Disney has seen strong growth from Canada, which for the last two years has been the No. 1 international market for Disneyland and the No. 2 international market for Disney World, behind the U.K. She expects "exceptional" growth from Canada in the coming year, noting that Disney already is seeing strong advance bookings.

Disney has put several new initiatives in place to sharpen its focus on the Canadian market, including an increased marketing budget, a new microsite and newspaper ads that ran in major markets in September, the day after the loonie reached parity with the U.S. dollar.

The loonie's ascent has continued since September, trading as high as $1.07 to the U.S. dollar earlier this month.   

Disney cited an Angus Reid survey of more than 1,000 Canadians, conducted the same day that the loonie reached parity, which revealed that 49% of respondents were "more likely to now travel to the U.S." given the arrival of parity.

A courting we will go

Efforts on the part of U.S. destinations to tap a richer Canadian vein are wide-ranging and in some cases involve opening new tourism offices in Canada. NYC & Company, New York's marketing and tourism organization, last week announced the opening of a tourism office in Toronto represented by Vision Co.

Similarly, Las Vegas is gearing up to attract international visitors broadly, though Canada would appear to be garnering a greater share of the city's efforts. The Las Vegas Convention and Visitors Authority next month will open two Canada offices, in Toronto and Montreal, with Vox International as its representative. A third office, in British Columbia, is on tap for early next year.

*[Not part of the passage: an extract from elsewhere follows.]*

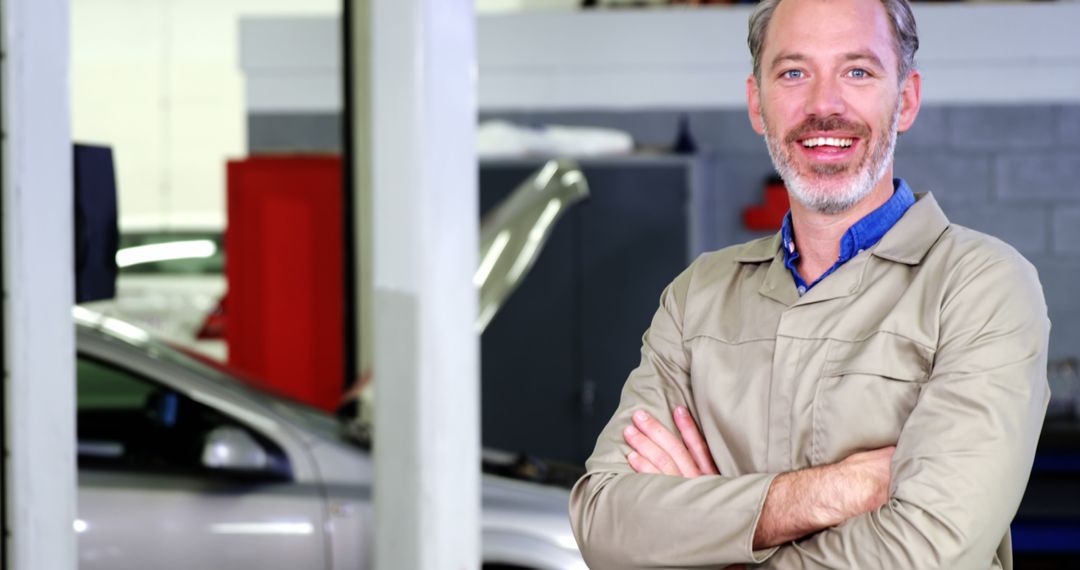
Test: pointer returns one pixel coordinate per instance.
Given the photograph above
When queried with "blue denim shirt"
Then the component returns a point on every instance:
(862, 235)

Rafael Villanueva, director of international sales at the LVCVA, said that the city was benefitting from expanded airlift from Canada, in particular from Air Canada and WestJet. Las Vegas wanted "to fill those seats, so we decided to make a major move in Canada," said Villanueva.

Air service also is key to plans for increasing Canadian visitors to other destinations, though perhaps nowhere is the issue more critical than in Hawaii. Nonstop air service between Canada and Hawaii has dropped off significantly recently, attributed in large part to the demise of Harmony Airways earlier this year.

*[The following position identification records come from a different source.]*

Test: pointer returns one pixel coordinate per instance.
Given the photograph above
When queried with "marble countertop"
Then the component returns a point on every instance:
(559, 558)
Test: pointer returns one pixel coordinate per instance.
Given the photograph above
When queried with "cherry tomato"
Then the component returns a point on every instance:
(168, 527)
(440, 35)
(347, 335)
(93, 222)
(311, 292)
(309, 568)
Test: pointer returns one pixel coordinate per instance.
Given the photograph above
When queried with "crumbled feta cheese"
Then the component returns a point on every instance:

"The opportunity appears to be there [to attract more Canadian visitors]," said Jay Talwar, senior vice president of marketing at the Hawaii Visitors and Convention Bureau.

Talwar noted that outreach programs to wholesale partners and travel agents appeared to be stimulating demand, but he also cautioned that "lift is still something that needs to be there at a sufficient level to take advantage of it."

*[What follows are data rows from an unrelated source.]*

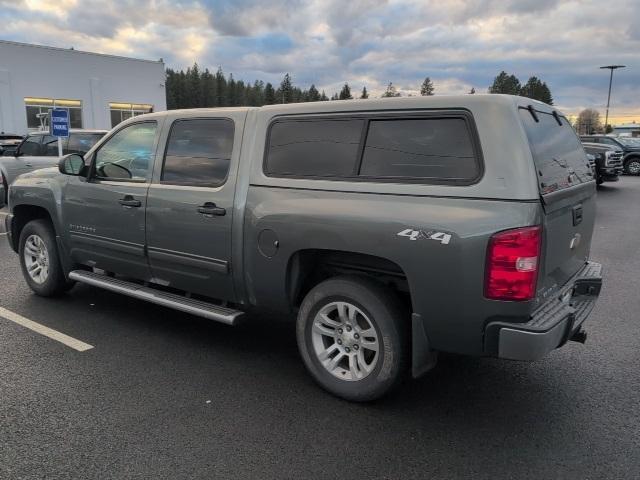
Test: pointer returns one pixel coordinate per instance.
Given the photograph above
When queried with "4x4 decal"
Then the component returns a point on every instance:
(442, 237)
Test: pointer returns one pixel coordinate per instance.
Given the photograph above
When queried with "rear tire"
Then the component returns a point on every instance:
(353, 338)
(40, 261)
(632, 166)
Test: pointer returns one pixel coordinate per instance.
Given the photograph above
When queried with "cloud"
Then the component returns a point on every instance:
(459, 43)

Destinations in the continental U.S., which typically rely on a mix of air and auto access, appear positioned to reap a Canadian bonanza in the months ahead, and spending on marketing is gearing up accordingly. Even smaller destinations, such as Myrtle Beach, S.C., are thinking big. Next month, the Greater Myrtle Beach Area Chamber of Commerce will launch an eight-week TV ad campaign in Canada. Ads will run daily on a variety of programs in Ontario and Quebec, said Brad Dean, president of the organization.

"This is the first time the chamber has ever aired TV advertising specifically targeting Canadians, other than national programs like the Travel Channel," Dean said. "We will also distribute nearly $3 million in insertions from January through February in 35 key Canadian newspapers."

That effort will be supplemented by outdoor, radio and online advertising. The goal is to roughly double Canada's visitor share, from 3% of Myrtle Beach's total in recent years to between 5% and 6%.